Given this inverse relationship between age and portion of one’s life, WAITT-related restrictions clearly discriminated against the young, adversely affecting them in ways we are only now beginning to realize, months after most of society has come up for air and recovered enough to rejoin social activity, human communication, and community life.
Those restrictive policies have harmed an entire younger generation of Americans, robbing them of their opportunity to acquire education during the long school closures when Zoom classes were a poor substitute for in-class instruction. It is questionable whether any remedial efforts may ever help them make up for lost time, particularly in reading and math skills, with low-income and minority children most harmed.
We are now familiar with the reported outcomes for Generation Z and the next younger Generation Alpha. The Penn Wharton Budget Model, for example, estimates that the learning loss due to kindergarten through twelfth school closures in the US will cause students to earn 2.2 percent less income over their lifetimes, with black students estimated to earn 3.3 percent less over their lifetimes. Assuming the net present value of an individual student’s average lifetime earnings is approximately $1.16 million, 2.2 percent and 3.3 percent less lifetime income represents, respectively, $25,520 and $38,280.
The Atlantic magazine calls the experiment with pandemic school closures “The Biggest Disruption in the History of American Education.” The New York Times laments that “Parents Don’t Understand How Far Behind Their Kids Are.” The Washington Post claims that “The Science on Remote Schooling is Now Clear. Here’s Who it Hurt Most.”
This is what WAITT, in the guise of community and togetherness, produced with its ill-conceived responses to a contagious virus within an environment of fear that was fostered by some of the previously most respected medical and public health experts in the country.

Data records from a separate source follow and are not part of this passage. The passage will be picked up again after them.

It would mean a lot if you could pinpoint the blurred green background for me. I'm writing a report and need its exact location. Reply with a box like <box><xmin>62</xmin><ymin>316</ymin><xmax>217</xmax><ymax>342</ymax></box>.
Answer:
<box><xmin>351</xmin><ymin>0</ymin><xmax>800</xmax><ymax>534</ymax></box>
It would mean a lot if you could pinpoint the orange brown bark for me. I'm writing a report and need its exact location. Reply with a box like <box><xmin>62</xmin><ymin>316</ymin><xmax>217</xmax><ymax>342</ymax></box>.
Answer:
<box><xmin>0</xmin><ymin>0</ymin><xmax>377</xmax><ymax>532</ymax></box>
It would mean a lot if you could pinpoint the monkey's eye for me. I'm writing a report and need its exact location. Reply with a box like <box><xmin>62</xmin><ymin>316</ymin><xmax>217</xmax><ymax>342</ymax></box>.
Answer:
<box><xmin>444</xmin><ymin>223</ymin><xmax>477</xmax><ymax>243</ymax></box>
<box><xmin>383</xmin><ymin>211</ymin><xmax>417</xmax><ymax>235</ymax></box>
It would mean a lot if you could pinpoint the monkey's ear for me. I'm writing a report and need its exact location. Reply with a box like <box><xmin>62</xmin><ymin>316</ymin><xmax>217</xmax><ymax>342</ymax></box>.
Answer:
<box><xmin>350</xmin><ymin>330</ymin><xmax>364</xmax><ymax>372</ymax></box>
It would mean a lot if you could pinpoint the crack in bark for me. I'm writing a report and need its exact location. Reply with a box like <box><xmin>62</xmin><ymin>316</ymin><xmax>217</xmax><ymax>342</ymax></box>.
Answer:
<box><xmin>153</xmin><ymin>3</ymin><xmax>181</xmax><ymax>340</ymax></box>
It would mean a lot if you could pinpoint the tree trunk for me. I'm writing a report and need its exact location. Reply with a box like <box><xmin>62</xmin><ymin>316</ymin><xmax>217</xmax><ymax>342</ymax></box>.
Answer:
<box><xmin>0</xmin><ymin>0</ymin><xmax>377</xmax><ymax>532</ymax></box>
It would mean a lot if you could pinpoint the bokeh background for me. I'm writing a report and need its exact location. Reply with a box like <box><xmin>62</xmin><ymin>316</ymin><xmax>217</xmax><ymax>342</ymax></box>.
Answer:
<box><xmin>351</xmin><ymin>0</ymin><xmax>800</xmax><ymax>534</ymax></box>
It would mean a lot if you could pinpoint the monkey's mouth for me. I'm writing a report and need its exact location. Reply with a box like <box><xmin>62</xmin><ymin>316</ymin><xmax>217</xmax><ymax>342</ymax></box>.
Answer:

Far be it for me to suggest possible future applications of WAITT, but I suspect that any day now someone will begin incorporating the phrase into climate change rhetoric. After all, what more obvious application could there be than the claim that we inhabitants of planet Earth are “all in this together”?
Just wait, I can almost guarantee that we will soon see and hear this lament from climate activists. In fact, if I were a wagering person, I’d put money on it.